Forecast sharing has been considered essential for supply chain improvements.

However, when we cooperated with a semiconductor distributor, we surprisingly found out that they do not make replenishment decisions by forecast information shared by their customers. Instead, they use past purchased orders to decide the volume of components to be replenished. We therefore, aim to investigate whether forecast sharing is a signal to semiconductor distributor’s inventories and sales management. Also, we examine if the signal of forecast sharing becomes more or less valuable to the semiconductor distributor’s inventories and sales with external factor referred to as forecast fluctuation and internal factor referred to as order diversification considered in the study. Our results show that forecast sharing is a signal to the semiconductor distributor’s sales and inventories. As we show with respect to Hypothesis 1a and Hypothesis 1b, forecast sharing positively related to the distributor’s inventories and sales. When the forecasts of the electronic item are higher, the sales and the inventories of the item are correspondingly higher. Our results also show that forecast fluctuation and order diversification both negatively moderate the relationships among forecast sharing, inventories and sales. They both decrease the signal of forecast sharing on the semiconductor distributor’s inventories and sales.

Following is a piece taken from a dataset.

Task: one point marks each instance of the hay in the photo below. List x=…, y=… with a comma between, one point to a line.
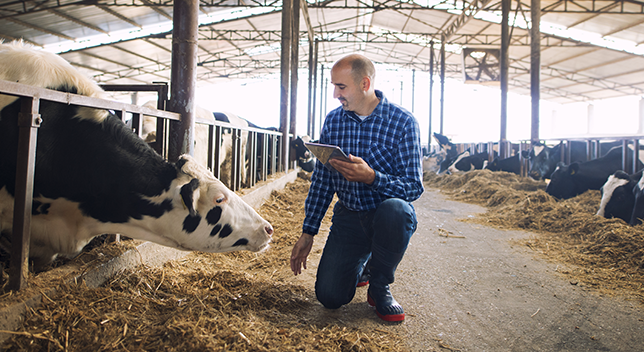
x=203, y=302
x=606, y=254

Hypothesis 2a and Hypothesis 2b demonstrate that forecast fluctuation, resulted from external complexity such as market uncertainty, discounts the signal of forecast sharing on the distributor’s sales and inventories. When the forecast fluctuation is higher, the positive relationships among forecast sharing, inventories and sales decrease. In addition, Hypothesis 3a and Hypothesis 3b show that order diversification, arising from internal complexity of hubs’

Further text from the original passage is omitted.